Example 1 shows the first way: copy both top and bottom rows in one loop. To copy the bottom row this way, the beginning of the last row must be calculated. This is at nCols*(nRows-1) which gets stored in eax (line 5). Note that the IMUL instruction takes 10 cycles to execute. The number of times that eight 8-bit bytes can be copied gets stored in ebx (line 6). In the loop, two reads from memory and two writes to memory occur to do both the top and bottom rows (lines 8 through 11). Just like the next example, the input and output pointers are advanced, the loop count decrements, and the loop continues until all the pertinent information has been copied (lines 12 through 15).

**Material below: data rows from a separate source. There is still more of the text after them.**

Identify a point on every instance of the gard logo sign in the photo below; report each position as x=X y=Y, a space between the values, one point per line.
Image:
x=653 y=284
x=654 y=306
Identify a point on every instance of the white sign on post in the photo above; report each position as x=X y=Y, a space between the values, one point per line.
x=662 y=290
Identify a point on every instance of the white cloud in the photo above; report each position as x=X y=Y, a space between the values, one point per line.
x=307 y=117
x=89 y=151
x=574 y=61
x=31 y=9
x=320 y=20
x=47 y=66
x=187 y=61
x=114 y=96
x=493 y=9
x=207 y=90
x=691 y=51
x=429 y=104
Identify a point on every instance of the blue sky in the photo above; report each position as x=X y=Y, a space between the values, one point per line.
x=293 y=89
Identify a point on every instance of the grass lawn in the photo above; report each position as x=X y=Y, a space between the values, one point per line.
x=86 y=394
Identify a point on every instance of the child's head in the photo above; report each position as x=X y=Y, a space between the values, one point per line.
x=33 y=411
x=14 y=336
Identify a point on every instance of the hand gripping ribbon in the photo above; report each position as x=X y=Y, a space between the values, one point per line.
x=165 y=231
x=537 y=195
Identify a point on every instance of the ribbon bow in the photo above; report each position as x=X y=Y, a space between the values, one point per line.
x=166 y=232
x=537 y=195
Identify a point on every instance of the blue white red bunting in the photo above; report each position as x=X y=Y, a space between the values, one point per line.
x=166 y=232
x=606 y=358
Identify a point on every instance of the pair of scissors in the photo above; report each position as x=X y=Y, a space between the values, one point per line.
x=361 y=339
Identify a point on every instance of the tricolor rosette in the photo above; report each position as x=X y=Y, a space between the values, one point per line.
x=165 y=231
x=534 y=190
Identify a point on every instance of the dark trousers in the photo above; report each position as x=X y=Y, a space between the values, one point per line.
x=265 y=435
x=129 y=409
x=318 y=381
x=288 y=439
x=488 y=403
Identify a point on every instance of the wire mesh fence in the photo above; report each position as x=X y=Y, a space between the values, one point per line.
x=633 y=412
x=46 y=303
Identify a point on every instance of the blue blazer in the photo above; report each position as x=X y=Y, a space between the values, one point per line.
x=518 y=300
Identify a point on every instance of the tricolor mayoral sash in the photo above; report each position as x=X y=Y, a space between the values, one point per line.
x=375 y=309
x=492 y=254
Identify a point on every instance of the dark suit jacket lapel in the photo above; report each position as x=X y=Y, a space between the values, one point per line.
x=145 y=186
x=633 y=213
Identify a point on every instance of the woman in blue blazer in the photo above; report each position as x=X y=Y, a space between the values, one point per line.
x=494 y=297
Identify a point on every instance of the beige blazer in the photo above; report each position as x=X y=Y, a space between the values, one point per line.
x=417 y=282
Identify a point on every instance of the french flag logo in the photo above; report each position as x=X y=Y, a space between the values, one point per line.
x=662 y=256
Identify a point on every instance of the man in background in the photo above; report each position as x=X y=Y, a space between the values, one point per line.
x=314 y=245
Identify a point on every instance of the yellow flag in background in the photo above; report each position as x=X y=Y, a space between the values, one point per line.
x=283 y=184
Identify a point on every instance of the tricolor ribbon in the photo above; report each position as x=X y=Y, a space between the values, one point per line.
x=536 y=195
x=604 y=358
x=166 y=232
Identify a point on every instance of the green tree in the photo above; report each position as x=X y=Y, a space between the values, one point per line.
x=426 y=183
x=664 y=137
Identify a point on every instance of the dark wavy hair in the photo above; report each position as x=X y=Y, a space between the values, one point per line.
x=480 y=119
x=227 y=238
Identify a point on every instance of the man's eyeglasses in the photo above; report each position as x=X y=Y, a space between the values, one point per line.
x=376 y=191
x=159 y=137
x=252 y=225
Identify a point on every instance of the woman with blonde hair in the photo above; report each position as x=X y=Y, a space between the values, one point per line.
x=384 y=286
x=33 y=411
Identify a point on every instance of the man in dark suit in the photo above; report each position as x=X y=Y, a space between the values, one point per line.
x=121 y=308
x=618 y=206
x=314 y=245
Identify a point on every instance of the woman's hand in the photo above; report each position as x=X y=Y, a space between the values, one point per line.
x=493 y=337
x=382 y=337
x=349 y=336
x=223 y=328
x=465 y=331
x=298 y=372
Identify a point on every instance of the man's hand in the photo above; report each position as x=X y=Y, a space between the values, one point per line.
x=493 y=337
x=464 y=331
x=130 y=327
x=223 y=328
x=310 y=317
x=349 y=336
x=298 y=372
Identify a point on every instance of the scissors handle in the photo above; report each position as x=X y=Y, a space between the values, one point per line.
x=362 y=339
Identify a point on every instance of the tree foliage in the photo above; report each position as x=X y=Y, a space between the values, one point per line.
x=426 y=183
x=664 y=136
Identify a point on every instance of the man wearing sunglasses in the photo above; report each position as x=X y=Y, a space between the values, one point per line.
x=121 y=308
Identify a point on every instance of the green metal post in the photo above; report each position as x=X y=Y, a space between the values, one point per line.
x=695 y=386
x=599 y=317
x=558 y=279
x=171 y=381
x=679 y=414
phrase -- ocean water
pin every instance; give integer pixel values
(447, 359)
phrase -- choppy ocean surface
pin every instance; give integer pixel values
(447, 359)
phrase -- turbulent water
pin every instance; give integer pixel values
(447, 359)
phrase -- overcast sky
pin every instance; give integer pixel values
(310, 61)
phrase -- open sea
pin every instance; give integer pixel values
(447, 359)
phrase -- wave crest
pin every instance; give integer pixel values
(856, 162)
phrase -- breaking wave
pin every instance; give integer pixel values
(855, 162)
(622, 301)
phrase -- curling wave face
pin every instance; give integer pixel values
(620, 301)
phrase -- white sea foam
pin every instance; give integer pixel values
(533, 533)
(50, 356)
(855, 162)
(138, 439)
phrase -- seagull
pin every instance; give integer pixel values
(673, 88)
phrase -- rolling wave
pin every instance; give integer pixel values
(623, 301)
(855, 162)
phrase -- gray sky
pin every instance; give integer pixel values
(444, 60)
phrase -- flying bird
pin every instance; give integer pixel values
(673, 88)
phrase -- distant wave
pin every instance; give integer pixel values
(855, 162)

Example 1. Copy Top and Bottom Rows

 
1 	mov	eax, nRows   	;eax contains nRows
 2 	xor 	edx, edx  	;zero edx for no sign extension on the multiply

 3 	mov 	ebx, nCols   	;ebx contains nCols
 4 	dec 	eax       	;eax contains nRows-1

 5 	imul 	ebx       	;EAX = nCols*(nRows-1) the last row of bitmap

 6 	mov 	ebx, nColSets	;ebx contains the number of sets of 8 in the row

 7_CopyTopAndBottom:

 8	MOVQ	mm0, [ecx]		;get first row value to a register

 9	MOVQ	mm1, [ecx + eax]	;get last row value to a register

10	MOVQ	[edx], mm0		;copy first row value to memory

11	MOVQ	[edx + eax], mm1	;copy last row value to memory

12	add 	ecx, 8   		;advance the pIn pointer
13	add 	edx, 8			;advance the qOut pointer

14 	dec 	ebx			;count the sets of 8 columns done in a row
15jg	CopyTopAndBottom		;if more sets, keep copying by 8's

Example 2 shows the row pixels copied first at the top, then after the non-edge pixels have been processed, the bottom row pixels are copied. Each of these loops, like the loop in Figure 1, needs to set a counter of how many sets of eight are in the row (lines 1 and 12). Unlike the loop in Figure 1, both of these loops do only one read from memory and only one write to memory since only one row is being copied at a time (lines 3 and 4, 14 and 15). Then, again like the loop in Figure 1, the input and output pointers are advanced, the counter decrements, and the rows are copied to completion (lines 5 through 8, 16 through 19).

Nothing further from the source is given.